Stock markets: What will be the index returns in the coming years

Recently, when the Sensex completed 40 years, there was a lot of discussion on how it has given a compound annualised growth rate (CAGR) of more than 16%. On top of it, dividends are to be added to get the total return, i.e., price appreciation plus dividend income.

This is definitely a handsome rate of return, even adjusted for inflation. Let us look at how the index has matured over the decades. For the sake of clarity, it was not possible to invest in Sensex in 1979, as the index was launched in 1986. The relevance of 1979 is that the base year is 1978-79 and the initial value is taken as 100 as on March 31, 1979, i.e., it was worked backwords with historical data.
Index and returns

One mathematical phenomenon is that when an index grows, i.e., the value goes up, to achieve the same rate of return, it has to grow that much more in future as well. This may be termed as base effect, i.e., when the base goes up, the future uptick has to be that much more to achieve the same percentage growth rate.

A case in point, when recently the index gained 1,421 points in one day, the percentage gain was not as huge as the index itself has moved up as much. To go back in history, during the episodic phase of 1992, popularly known as the Harshad Mehta period, the index took off from around 1,000 points in early 1991 and peaked at just under 4,500 points in April 1992. That is, approximately 3,500 points for the biggest rally ever in percentage terms.

Another illustration of this base effect can be seen if we advance the initial date by a decade. From March 1979 to May 2019, i.e., over a period of more than 40 years, the CAGR is more than 16%. Now if we move the initial date by 10 years and compute returns from March 1989 to May 2019, i.e., over a period of 30 years, the CAGR drops to 14.2%. Still a handsome rate of return, but marginally lower than that of the entire period of 40 years.

If we come ahead by another 10 years and compute from March 1999 to May 2019, i.e., over a period of 20 years, the CAGR rate drops further to 12.4%. Over the period of March 2009 to May 2019, i.e., the latest 10 years, it moves up to 14.9%, but still lower than the rate achieved over the entire 40-year period. Looking at the latest 5-year period, from March 2014 to May 2019, the CAGR rate is a little modest at 11.8%.

Market capitalisation
To be sure, the growth in the index over the 40-year period is not the growth in market capitalisation of the same 30 stocks. Companies and sectors drop off the radar and new ones enter, i.e., the leaders at a given point of time are taken into consideration. This phenomenon will continue in future as well; the leaders in market capitalisation will be taken into consideration and the laggards will fade away.

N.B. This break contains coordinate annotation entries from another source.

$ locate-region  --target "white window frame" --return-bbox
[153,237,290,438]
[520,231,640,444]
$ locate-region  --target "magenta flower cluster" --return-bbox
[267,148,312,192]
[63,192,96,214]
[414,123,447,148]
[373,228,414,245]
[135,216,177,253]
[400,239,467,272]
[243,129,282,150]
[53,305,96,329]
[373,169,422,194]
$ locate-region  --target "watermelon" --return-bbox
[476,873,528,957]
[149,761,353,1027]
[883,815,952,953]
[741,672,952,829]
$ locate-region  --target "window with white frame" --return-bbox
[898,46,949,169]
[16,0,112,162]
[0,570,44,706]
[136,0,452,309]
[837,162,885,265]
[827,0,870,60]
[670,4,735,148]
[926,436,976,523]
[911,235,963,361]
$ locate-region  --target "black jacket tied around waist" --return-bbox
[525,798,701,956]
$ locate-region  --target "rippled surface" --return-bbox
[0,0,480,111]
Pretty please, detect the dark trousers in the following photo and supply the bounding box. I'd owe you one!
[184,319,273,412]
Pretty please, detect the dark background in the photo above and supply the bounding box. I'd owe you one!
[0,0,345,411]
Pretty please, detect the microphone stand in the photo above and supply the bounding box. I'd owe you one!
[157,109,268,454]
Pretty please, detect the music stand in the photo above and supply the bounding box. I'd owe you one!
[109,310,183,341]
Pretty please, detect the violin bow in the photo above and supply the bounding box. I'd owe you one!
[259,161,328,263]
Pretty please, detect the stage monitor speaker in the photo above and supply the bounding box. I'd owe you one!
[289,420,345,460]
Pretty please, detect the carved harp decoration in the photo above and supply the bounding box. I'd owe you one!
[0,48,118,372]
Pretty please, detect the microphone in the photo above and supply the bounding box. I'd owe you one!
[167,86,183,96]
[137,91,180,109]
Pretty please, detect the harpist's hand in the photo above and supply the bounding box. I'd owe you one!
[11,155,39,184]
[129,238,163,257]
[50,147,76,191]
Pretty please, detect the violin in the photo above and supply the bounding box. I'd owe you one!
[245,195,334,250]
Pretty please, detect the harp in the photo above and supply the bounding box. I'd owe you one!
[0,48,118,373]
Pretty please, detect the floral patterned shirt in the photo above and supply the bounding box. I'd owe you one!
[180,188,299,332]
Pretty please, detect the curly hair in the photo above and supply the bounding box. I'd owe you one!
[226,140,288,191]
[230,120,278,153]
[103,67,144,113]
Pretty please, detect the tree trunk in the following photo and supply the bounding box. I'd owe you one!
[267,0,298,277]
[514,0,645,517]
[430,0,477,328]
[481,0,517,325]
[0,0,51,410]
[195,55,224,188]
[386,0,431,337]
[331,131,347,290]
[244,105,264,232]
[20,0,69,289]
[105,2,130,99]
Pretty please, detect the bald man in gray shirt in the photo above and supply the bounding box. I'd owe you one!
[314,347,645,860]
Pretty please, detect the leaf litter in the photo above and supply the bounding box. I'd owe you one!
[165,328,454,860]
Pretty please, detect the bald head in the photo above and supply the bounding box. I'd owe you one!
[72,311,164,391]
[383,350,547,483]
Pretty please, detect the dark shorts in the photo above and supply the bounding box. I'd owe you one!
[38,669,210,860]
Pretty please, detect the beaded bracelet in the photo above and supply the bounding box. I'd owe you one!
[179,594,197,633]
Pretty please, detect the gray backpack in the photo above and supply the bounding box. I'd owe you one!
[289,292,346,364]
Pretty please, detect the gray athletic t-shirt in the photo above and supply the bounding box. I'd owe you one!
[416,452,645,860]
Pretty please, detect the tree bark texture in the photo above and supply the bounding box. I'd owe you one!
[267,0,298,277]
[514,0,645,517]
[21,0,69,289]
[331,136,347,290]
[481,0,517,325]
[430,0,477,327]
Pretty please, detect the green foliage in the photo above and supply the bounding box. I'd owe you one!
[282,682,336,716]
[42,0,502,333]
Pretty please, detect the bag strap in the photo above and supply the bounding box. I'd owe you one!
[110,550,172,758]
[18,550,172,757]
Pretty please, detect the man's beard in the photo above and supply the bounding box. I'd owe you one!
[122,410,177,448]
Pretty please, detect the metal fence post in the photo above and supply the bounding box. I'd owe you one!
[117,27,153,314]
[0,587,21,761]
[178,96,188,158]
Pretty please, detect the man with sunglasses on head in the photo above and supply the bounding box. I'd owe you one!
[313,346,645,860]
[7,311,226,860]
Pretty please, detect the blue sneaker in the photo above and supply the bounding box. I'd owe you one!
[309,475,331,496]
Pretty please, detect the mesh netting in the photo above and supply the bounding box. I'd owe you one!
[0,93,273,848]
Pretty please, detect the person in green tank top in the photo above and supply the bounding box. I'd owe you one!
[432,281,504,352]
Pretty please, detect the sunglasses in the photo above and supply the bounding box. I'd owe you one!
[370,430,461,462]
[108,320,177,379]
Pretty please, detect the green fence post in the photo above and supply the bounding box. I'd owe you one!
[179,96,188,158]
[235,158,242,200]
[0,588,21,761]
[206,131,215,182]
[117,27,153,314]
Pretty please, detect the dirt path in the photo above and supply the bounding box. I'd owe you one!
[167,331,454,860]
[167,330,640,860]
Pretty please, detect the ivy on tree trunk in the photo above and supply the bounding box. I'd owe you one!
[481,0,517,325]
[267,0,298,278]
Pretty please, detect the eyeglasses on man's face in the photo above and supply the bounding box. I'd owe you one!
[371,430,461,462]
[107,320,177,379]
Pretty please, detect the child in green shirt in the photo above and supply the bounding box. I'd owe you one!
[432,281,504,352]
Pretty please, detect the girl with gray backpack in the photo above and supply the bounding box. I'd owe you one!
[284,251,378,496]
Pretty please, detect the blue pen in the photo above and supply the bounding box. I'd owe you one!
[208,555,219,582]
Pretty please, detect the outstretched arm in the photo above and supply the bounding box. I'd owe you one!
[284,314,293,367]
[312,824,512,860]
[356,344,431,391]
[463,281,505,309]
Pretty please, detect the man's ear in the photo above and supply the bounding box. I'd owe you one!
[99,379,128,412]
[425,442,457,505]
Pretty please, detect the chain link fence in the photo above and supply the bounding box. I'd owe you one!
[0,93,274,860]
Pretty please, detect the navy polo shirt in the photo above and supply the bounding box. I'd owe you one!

Going forward, the index will continue to grow as it represents the earnings growth of a buoyant economy, which may be broadly taken as the nominal growth rate of the economy, i.e., real GDP growth rate plus inflation. There may be an expansion of the price-earnings multiple as well, as the incremental flows of domestic and foreign investors find way into the leading stocks.

What kind of returns will be obtained in future is anybody’s guess, but whether 16% CAGR will be achieved over the next 40 years is a big question. The base has moved up and the index has to grow as much going forward for the same percentage return.